下記のような、チェロを模したような低音のガイチャクもある。

低音のガイチャク
インドには サリンダという楽器があり、同様の構造を持っている。


2023年6月11日日曜日

カラブリア リラ

 Calabrian lira

Calabrian lira カラブリア リラ
Calabrian lira

カラブリア リラ (リラ カラブレーゼ) は、イタリア南部のカラブリア州の伝統的な弦楽器。

古い時代の楽器だけれども、この楽器を復活させ新しく制作するメーカーもあるらしい。

The Calabrian lira (lira Calabrese) is a traditional bowed string instrument characteristic of some areas of Calabria, region in southern Italy.





2023年4月9日日曜日

クロアチアのリラ

 リジェリカ lijerica

リジェリカ lijerica

リジェリカは、クロアチアの弓奏楽器。弦は3本で、膝に立てて演奏する。

12世紀またそれ以前は リラもフィドルと同様に 弓奏弦楽器としての総称として使われたようだ。この楽器もリラという弓奏楽器弦ということで「クロアチアン・リラ」とも呼ばれる。

2023年3月2日木曜日

ブルガリアの弦楽器

ガドゥルカ gadulka

ガドゥルカ (ブルガリア語: гъдулка) は、ブルガリアの伝統的な弦楽器。
3本のメロディ弦を持ち、その下に共鳴用の弦が10本(またはそれ以上)が張られている。
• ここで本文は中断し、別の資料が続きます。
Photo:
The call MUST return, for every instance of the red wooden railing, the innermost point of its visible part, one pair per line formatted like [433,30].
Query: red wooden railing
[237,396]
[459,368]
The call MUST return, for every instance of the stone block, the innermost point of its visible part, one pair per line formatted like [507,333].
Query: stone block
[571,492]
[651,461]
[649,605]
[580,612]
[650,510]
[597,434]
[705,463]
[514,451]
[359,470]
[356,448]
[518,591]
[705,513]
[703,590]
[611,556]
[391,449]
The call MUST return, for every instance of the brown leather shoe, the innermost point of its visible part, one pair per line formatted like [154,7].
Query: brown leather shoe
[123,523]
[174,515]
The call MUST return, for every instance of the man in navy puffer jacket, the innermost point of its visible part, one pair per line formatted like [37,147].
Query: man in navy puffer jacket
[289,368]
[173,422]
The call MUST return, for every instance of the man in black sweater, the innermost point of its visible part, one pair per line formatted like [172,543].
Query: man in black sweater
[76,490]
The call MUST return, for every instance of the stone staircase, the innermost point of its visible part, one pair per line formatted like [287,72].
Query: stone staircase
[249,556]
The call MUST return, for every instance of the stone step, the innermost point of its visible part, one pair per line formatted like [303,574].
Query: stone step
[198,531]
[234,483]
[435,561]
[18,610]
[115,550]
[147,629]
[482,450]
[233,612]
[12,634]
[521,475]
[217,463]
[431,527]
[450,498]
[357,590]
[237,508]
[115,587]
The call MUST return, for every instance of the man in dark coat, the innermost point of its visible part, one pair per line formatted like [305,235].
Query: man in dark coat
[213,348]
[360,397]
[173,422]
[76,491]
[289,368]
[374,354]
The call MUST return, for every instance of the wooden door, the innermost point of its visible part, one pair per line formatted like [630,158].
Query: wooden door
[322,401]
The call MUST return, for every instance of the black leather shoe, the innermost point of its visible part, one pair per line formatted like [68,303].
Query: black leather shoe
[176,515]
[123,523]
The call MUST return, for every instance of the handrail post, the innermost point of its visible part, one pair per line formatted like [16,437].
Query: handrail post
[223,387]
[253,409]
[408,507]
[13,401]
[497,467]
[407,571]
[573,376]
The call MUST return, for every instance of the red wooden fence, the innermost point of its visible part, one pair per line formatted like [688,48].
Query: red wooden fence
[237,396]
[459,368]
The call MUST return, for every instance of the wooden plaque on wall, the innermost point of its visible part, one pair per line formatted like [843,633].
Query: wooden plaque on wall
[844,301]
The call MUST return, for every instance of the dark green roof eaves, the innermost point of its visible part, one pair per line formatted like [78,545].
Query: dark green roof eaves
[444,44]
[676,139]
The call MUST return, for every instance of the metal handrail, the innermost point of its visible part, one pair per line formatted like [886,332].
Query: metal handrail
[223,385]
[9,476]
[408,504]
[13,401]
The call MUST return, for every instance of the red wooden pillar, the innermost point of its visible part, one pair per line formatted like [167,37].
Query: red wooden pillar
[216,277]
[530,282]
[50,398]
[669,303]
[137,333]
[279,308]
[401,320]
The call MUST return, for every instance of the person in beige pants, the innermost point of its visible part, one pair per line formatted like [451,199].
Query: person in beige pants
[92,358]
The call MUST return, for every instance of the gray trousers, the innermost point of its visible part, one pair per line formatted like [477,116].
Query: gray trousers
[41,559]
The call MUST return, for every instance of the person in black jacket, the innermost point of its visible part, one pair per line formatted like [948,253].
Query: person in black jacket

ブルガリアの楽器。ガドゥルカ gadulka гъдулка
ガドゥルカは膝に立てて演奏する
この楽器の祖先は、9世紀 ビザンチンの弦楽器だと云われている。
ガドゥルカ以外にも、少し形状の異なる楽器が数多くあり、イタリアからバルカン半島諸国、さらにトルコやウクライナにも同じ祖先を持つ兄弟楽器がある。

兄弟楽器は下記のような特徴がある。
弦が3本の弓奏弦楽器。膝に立てて演奏する。ナットが無く糸巻きの棒から直接弦がブリッジまで延びている。弦を爪で横から押さえる演奏方法。


2023年1月9日月曜日

スウェーデンの弦楽器

 ニッケルハルパ nyckel harpa

ニッケルハルパ nyckel harpa

ニッケルハルパは、スウェーデンの民族楽器で 弓で弦を擦って音を出す。特にウップランド地方(Uppland)では、古くからニッケルハルパによる音楽が受け継がれているという。

棒状のキーを押すと、小片(タンジェント)が弦を押さえ、フレットの役割として振動する弦長を変更するようになっている。

たくさんの弦が張られているが、弓を当てて演奏する弦は4本。他の弦は共鳴弦だ。


ニッケルハルパに似た楽器

2022年12月18日日曜日

インドの弓奏楽器は弦がいっぱい

 ディルルバ dilruba

ディルルバ dilruba
ディルルバ
ディルルバはインドの弓奏楽器。
胴の表面には皮を張ってあり、同じくインドのエスラジとよく似ている。ネックがとても太い。太いネックのアーチ状のフレットがあり、フレットのしたには共鳴弦がいっぱい(20本ほど?)張り巡らされている。共鳴弦が張り巡らされているのはインドの弦楽器の特徴ではあるけれど、ディルルバは、もうこれ以上、糸巻きペグを付けるスペースがないぞ、というくらい共鳴弦だらけだ。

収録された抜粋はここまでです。